John Fitzgerald Kennedy Jr. (November 25, 1960 – July 16, 1999), often referred to as John-John or JFK Jr., was an American attorney, journalist, and magazine publisher. He was a son of the 35th president of the United States, John F. Kennedy, and First Lady Jacqueline Kennedy, and a younger brother of Caroline Kennedy. Three days after his father was assassinated, he rendered a final salute during the funeral procession on his third birthday.

From his childhood years at the White House, Kennedy was the subject of much media scrutiny, and later became a popular social figure in Manhattan. Trained as a lawyer, he worked as a New York City assistant district attorney for almost four years. In 1995, he launched George magazine, using his political and celebrity status to publicize it. He died in a plane crash in 1999 at the age of 38.

Early life

John Fitzgerald Kennedy Jr. was born on November 25, 1960, at Georgetown University Hospital two weeks after his father and namesake, Massachusetts senator John F. Kennedy, was elected president. His father took office exactly eight weeks after John Jr. was born. His parents had a stillborn daughter named Arabella four years before John Jr.'s birth. John Jr. had an older sister, Caroline, and a younger brother, Patrick Bouvier (who died two days after his premature birth in 1963 of Respiratory Distress Syndrome.) His putative nickname, "John-John", came from a reporter who misheard JFK calling him "John" twice in quick succession; the name was not used by his family.

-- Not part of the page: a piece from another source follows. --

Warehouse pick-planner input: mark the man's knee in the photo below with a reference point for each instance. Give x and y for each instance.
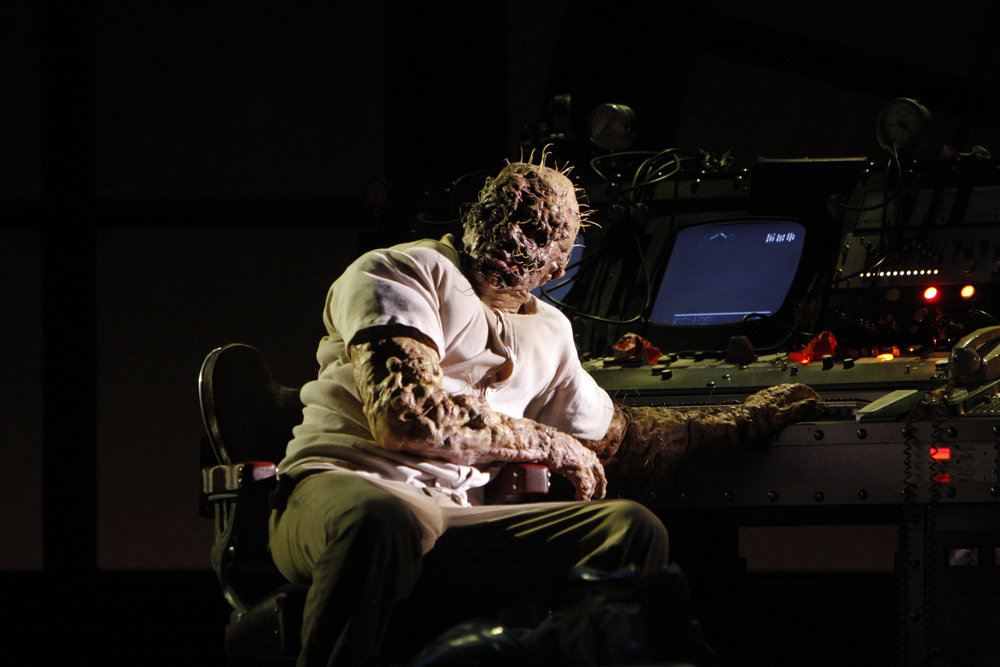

John Jr. lived in the White House during the first three years of his life and remained in the public spotlight as a young adult. His father was assassinated on November 22, 1963, and the state funeral was held three days later, on John Jr.'s third birthday. In a moment that became a famous scene of his life, John Jr. stepped forward and rendered a final salute as his father's flag-draped casket was carried out from St. Matthew's Cathedral. NBC News vice-president Julian Goodman called the shot "the most impressive...shot in the history of television" which was setup by NBC Director Charles Jones who was working for the pool. Lyndon B. Johnson wrote his first letter as president to John-John and told him that he "can always be proud" of his father. Stan Stearns, who took the image, served as chief White House photographer during the LBJ White House years and over the years, showed Johnson the image of John-John saluting the casket, as the salute was a symbol of what Johnson said in his letter to him.

The family continued with their plans for a birthday party to demonstrate that the Kennedys would go on despite the death of the president.

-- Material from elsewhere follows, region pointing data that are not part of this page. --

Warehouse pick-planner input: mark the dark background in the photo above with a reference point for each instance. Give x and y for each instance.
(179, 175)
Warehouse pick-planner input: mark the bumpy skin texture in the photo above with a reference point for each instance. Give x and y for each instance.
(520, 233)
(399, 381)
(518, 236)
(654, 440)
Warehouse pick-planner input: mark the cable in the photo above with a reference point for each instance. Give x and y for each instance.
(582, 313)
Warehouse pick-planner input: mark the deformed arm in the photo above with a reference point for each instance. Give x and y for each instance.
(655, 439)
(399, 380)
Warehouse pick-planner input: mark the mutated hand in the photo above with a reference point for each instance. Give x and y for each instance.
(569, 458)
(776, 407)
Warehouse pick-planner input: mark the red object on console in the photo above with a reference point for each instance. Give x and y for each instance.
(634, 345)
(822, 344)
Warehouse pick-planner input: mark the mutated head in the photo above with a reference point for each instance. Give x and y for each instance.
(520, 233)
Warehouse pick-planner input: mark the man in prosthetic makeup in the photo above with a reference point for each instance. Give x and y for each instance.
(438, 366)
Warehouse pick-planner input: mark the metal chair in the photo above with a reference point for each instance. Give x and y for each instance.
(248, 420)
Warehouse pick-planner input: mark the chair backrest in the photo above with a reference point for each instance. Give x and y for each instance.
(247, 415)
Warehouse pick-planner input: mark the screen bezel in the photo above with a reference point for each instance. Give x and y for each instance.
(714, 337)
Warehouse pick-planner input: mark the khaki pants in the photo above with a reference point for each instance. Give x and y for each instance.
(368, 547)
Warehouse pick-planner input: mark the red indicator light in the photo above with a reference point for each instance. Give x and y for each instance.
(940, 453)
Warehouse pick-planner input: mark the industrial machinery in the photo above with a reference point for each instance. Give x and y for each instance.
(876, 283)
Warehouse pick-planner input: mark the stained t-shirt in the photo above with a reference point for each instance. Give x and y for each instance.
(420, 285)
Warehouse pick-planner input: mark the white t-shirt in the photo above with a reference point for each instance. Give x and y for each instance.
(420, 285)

After President Kennedy was assassinated in 1963, Jacqueline Kennedy moved her family, after brief residency in the Georgetown area of Washington, to a luxury apartment on the Upper East Side of Manhattan in New York City, where Kennedy Jr. grew up. In 1967, his mother took him and Caroline on a six-week "sentimental journey" to Ireland, where they met President Éamon de Valera and visited the Kennedy ancestral home in Dunganstown.

Mother's remarriage
After Robert Kennedy was assassinated in 1968, Jackie took Caroline and John Jr. out of the United States, saying: "If they're killing Kennedys, then my children are targets ... I want to get out of this country." The same year, she married Greek shipping tycoon Aristotle Onassis, and the family went to live on his private island of Skorpios. Kennedy is said to have considered his stepfather "a joke". When Onassis died in 1975, he left Kennedy $25,000, though Jacqueline was able to renegotiate the will, and acquired $20 million for herself and her children.

In 1971, Kennedy returned to the White House with his mother and sister for the first time since the assassination. President Richard Nixon's daughters gave Kennedy a tour that included his old bedroom, and Nixon showed him the Resolute desk under which his father had let him play.

Education
Kennedy attended private schools in Manhattan, starting at Saint David's School and moving to Collegiate School, which he attended from third through tenth grade. He completed his education at Phillips Academy in Andover, Massachusetts. After graduating, he accompanied his mother on a trip to Africa. He rescued his group while on a pioneering course, which had gotten lost for two days without food or water, and won points for leadership.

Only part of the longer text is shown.